新型コロナウイルスの影響で帰国が困難な状況が続く中、せめてロシアで正月気分を味わおうと、昨年7月、親族から餅などを詰めた小包を船便で送ってもらった。しかし普段は約2カ月で届くのに、なかなか届かない。追跡サービスも日本からの出発を最後に更新がなく、「紛失したかも」と落胆していた。

しかし今月上旬、ロシアの郵便局から「荷物到着。引き取り可能」との通知が携帯電話に届いた。小包を持ち帰って開けてみると、賞味期限切れの食材や調味料の山。幸いにも餅は賞味期限内で、雑煮にしたり焼いたりして1カ月遅れの正月の味を堪能した。

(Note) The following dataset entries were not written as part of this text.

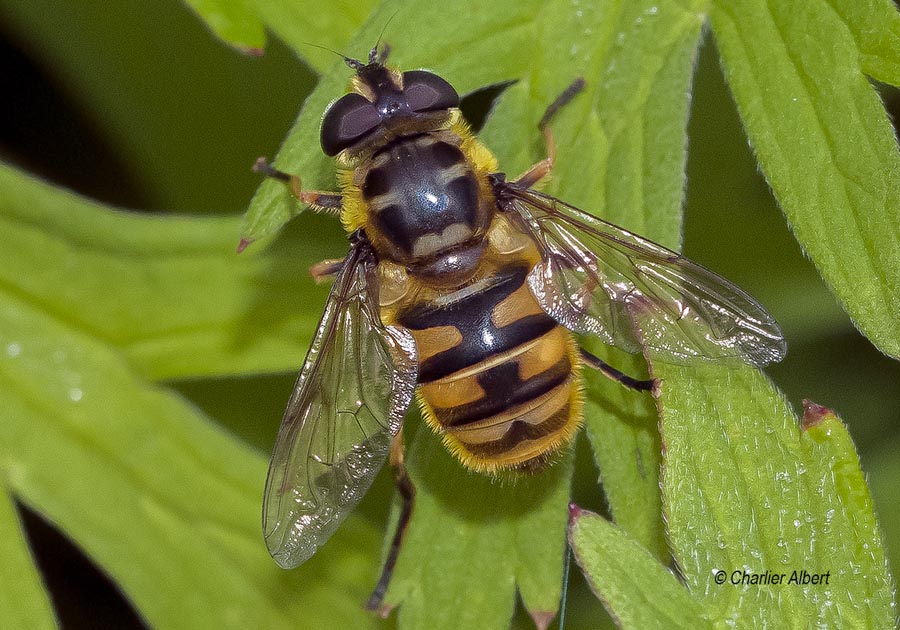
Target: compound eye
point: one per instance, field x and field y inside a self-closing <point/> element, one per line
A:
<point x="346" y="122"/>
<point x="425" y="91"/>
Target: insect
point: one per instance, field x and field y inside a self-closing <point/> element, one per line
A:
<point x="465" y="289"/>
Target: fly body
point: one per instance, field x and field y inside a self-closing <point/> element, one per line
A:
<point x="464" y="289"/>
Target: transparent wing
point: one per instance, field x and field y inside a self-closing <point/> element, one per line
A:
<point x="599" y="279"/>
<point x="349" y="401"/>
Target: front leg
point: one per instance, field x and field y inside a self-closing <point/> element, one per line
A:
<point x="540" y="170"/>
<point x="326" y="202"/>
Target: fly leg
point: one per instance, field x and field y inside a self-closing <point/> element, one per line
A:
<point x="325" y="269"/>
<point x="613" y="374"/>
<point x="326" y="202"/>
<point x="540" y="170"/>
<point x="407" y="494"/>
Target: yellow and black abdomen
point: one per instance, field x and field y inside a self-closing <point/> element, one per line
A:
<point x="497" y="376"/>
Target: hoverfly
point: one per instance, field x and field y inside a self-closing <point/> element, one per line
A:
<point x="465" y="289"/>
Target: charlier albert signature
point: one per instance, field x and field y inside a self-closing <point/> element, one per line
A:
<point x="801" y="577"/>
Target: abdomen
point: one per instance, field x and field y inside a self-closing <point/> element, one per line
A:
<point x="497" y="376"/>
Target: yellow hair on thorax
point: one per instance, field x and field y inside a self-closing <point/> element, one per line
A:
<point x="479" y="157"/>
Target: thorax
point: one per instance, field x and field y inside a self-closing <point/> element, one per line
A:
<point x="428" y="208"/>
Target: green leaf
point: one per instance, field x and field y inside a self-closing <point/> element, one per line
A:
<point x="638" y="591"/>
<point x="302" y="24"/>
<point x="473" y="540"/>
<point x="745" y="491"/>
<point x="849" y="519"/>
<point x="633" y="55"/>
<point x="156" y="494"/>
<point x="23" y="602"/>
<point x="234" y="21"/>
<point x="823" y="140"/>
<point x="133" y="281"/>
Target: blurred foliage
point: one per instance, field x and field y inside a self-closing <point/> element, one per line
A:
<point x="162" y="116"/>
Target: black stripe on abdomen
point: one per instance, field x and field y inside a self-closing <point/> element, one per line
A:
<point x="471" y="315"/>
<point x="504" y="389"/>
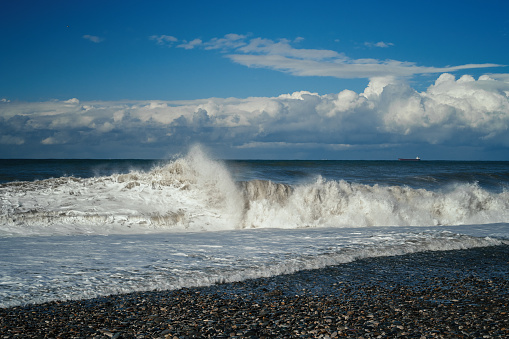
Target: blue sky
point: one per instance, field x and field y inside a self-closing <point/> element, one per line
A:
<point x="255" y="79"/>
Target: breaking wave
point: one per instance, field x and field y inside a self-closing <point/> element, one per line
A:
<point x="196" y="193"/>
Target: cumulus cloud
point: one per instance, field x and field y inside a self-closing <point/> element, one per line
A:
<point x="282" y="56"/>
<point x="380" y="44"/>
<point x="93" y="38"/>
<point x="163" y="39"/>
<point x="191" y="44"/>
<point x="463" y="112"/>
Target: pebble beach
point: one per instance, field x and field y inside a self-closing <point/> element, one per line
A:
<point x="445" y="294"/>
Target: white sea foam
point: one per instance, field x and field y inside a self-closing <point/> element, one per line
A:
<point x="195" y="193"/>
<point x="76" y="267"/>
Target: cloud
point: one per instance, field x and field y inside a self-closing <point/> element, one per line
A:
<point x="380" y="44"/>
<point x="282" y="56"/>
<point x="191" y="44"/>
<point x="163" y="39"/>
<point x="93" y="38"/>
<point x="464" y="112"/>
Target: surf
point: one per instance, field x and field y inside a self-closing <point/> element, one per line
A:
<point x="194" y="192"/>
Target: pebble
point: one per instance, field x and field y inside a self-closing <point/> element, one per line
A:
<point x="451" y="294"/>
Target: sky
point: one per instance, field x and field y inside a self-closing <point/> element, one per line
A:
<point x="373" y="80"/>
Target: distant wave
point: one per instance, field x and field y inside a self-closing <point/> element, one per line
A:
<point x="196" y="193"/>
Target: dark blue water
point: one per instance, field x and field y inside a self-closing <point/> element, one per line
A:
<point x="493" y="176"/>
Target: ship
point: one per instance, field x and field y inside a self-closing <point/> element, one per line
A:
<point x="410" y="159"/>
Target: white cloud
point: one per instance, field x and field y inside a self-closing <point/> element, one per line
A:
<point x="191" y="44"/>
<point x="283" y="57"/>
<point x="11" y="140"/>
<point x="452" y="112"/>
<point x="380" y="44"/>
<point x="93" y="38"/>
<point x="163" y="39"/>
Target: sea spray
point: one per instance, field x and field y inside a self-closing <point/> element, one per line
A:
<point x="195" y="193"/>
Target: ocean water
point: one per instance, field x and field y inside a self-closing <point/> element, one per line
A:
<point x="72" y="229"/>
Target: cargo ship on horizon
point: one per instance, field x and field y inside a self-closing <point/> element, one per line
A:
<point x="410" y="159"/>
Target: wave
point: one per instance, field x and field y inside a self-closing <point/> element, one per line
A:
<point x="196" y="193"/>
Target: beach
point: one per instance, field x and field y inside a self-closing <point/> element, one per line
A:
<point x="441" y="294"/>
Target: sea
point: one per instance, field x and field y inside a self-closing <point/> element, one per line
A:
<point x="75" y="229"/>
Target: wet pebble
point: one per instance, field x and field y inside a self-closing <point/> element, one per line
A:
<point x="424" y="295"/>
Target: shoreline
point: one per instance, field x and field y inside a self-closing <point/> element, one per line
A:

半年間も荷物が届かなかった原因を調べると、極東ウラジオストクの港が昨年夏ごろからパンク状態になっていると分かった。新型コロナの流行で停滞していた経済活動が再開し、滞留していたアジアから欧州向けの貨物が激増した上、燃料費高騰などで欧州までの輸送を海運から安価なシベリア鉄道による陸運に切り替える物流会社が増えたことが背景にあるという。

日本郵便のサイトによると、新型コロナ流行後、ロシア向け荷物は船便しか引き受けていなかったが、1月下旬からそれも止めた。手元の餅を眺め、無事に届けてくれた日露の物流関係者の苦労に思いをはせた。(小野田雄一)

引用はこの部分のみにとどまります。